Het hof verzoekt de Raad bij de beantwoording van de vragen alle relevante omstandigheden te betrekken, daaronder begrepen de feitelijke omstandigheid dat [de minderjarige] thans circa anderhalf jaar van zondagmiddag tot donderdagmiddag bij [X] in [plaats A] verblijft en van donderdagmiddag tot zondagmiddag bij [Y] in [plaats B] . Verder wordt de Raad verzocht bij zijn onderzoek ook de persoonlijke omstandigheden van [Y] en [X] te betrekken alsmede hun vermogen tot verzorging en opvoeding van [de minderjarige] , gelet op het feit dat daarover bij partijen over en weer zorgen bestaan.

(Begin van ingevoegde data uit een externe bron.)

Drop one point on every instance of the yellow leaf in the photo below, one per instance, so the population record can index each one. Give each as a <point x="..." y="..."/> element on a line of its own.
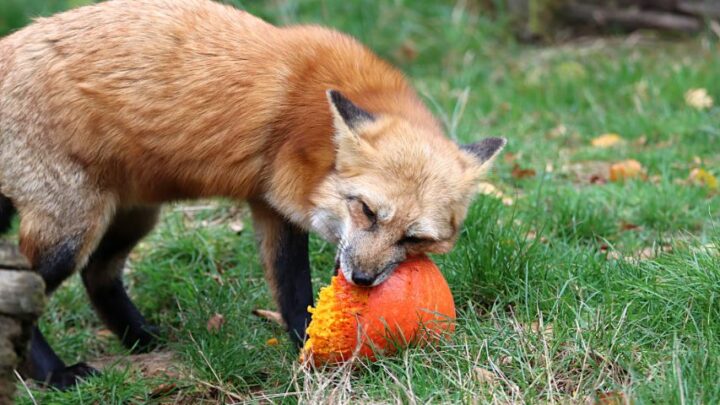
<point x="627" y="169"/>
<point x="607" y="140"/>
<point x="698" y="98"/>
<point x="705" y="178"/>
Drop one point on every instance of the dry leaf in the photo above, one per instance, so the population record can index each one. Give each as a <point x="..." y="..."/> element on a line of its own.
<point x="104" y="333"/>
<point x="593" y="172"/>
<point x="162" y="390"/>
<point x="488" y="189"/>
<point x="611" y="398"/>
<point x="520" y="173"/>
<point x="628" y="226"/>
<point x="698" y="99"/>
<point x="215" y="323"/>
<point x="153" y="364"/>
<point x="557" y="132"/>
<point x="704" y="178"/>
<point x="627" y="169"/>
<point x="607" y="140"/>
<point x="408" y="51"/>
<point x="271" y="316"/>
<point x="485" y="376"/>
<point x="237" y="226"/>
<point x="547" y="332"/>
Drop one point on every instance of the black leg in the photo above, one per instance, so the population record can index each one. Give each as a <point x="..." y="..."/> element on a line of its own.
<point x="42" y="363"/>
<point x="6" y="213"/>
<point x="284" y="251"/>
<point x="103" y="279"/>
<point x="292" y="277"/>
<point x="46" y="367"/>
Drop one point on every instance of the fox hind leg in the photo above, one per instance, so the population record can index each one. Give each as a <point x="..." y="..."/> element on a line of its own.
<point x="7" y="210"/>
<point x="102" y="277"/>
<point x="284" y="252"/>
<point x="56" y="238"/>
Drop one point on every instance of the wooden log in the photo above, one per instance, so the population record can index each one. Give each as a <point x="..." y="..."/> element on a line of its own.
<point x="22" y="298"/>
<point x="632" y="18"/>
<point x="704" y="9"/>
<point x="11" y="258"/>
<point x="22" y="294"/>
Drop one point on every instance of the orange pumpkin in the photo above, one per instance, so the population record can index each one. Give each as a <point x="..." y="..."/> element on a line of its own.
<point x="413" y="306"/>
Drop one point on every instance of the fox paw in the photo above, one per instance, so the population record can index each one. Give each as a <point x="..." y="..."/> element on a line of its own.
<point x="68" y="377"/>
<point x="142" y="341"/>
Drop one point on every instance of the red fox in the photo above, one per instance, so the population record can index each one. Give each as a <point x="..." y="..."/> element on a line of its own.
<point x="108" y="111"/>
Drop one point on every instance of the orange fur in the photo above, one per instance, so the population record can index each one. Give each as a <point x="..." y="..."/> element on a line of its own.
<point x="137" y="102"/>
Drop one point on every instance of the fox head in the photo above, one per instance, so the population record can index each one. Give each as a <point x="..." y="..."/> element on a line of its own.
<point x="398" y="189"/>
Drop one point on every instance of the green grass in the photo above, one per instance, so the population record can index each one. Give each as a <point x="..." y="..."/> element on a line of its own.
<point x="557" y="295"/>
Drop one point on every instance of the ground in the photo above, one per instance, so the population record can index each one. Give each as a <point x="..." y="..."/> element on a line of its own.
<point x="570" y="287"/>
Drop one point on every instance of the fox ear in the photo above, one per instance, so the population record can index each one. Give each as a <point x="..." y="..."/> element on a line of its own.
<point x="486" y="150"/>
<point x="346" y="115"/>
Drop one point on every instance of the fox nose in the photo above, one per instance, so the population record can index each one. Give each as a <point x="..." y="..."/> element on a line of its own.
<point x="362" y="279"/>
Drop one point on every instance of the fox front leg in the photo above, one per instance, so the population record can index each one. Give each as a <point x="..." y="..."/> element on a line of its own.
<point x="284" y="253"/>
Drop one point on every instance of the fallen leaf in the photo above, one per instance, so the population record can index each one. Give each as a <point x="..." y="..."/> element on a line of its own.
<point x="485" y="377"/>
<point x="597" y="179"/>
<point x="607" y="140"/>
<point x="272" y="316"/>
<point x="557" y="132"/>
<point x="104" y="333"/>
<point x="489" y="189"/>
<point x="611" y="398"/>
<point x="704" y="178"/>
<point x="698" y="99"/>
<point x="628" y="226"/>
<point x="520" y="173"/>
<point x="593" y="172"/>
<point x="570" y="71"/>
<point x="154" y="364"/>
<point x="408" y="50"/>
<point x="237" y="226"/>
<point x="627" y="169"/>
<point x="547" y="332"/>
<point x="162" y="390"/>
<point x="215" y="323"/>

De Raad dient daartoe zo nodig een gedragsdeskundige in te schakelen. Tenslotte wordt de Raad verzocht het hof omtrent de resultaten van het onderzoek schriftelijk te rapporteren en te adviseren.
4.7.
In afwachting van het raadsonderzoek zal iedere verdere beslissing over de hoofdverblijfplaats van [de minderjarige] worden aangehouden. Dat geldt ook voor de beslissing op de overige verzoeken in hoger beroep, nu een beslissing daarover afhangt van de definitieve beslissing over de hoofdverblijfplaats van [de minderjarige] .

5.Beslissing

Het hof:
alvorens verder te beslissen,
verzoekt de Raad onderzoek te verrichten zoals omschreven onder 4.6;
houdt de behandeling van de zaak
pro formaaan tot
zondag 14 februari 2016met het verzoek aan de Raad het hof omtrent de resultaten van het onderzoek uiterlijk tien dagen voorafgaande aan voornoemde datum schriftelijk verslag uit te brengen;
bepaalt dat partijen, hun raadslieden en de Raad zullen worden opgeroepen tegen een nader te bepalen zittingsdatum.
Deze beschikking is gegeven door mrs. R.G. Kemmers, A. van Haeringen en S.F.M. Wortmann in tegenwoordigheid van mr. S.E. Harenberg als griffier, en in het openbaar uitgesproken op 10 november 2015.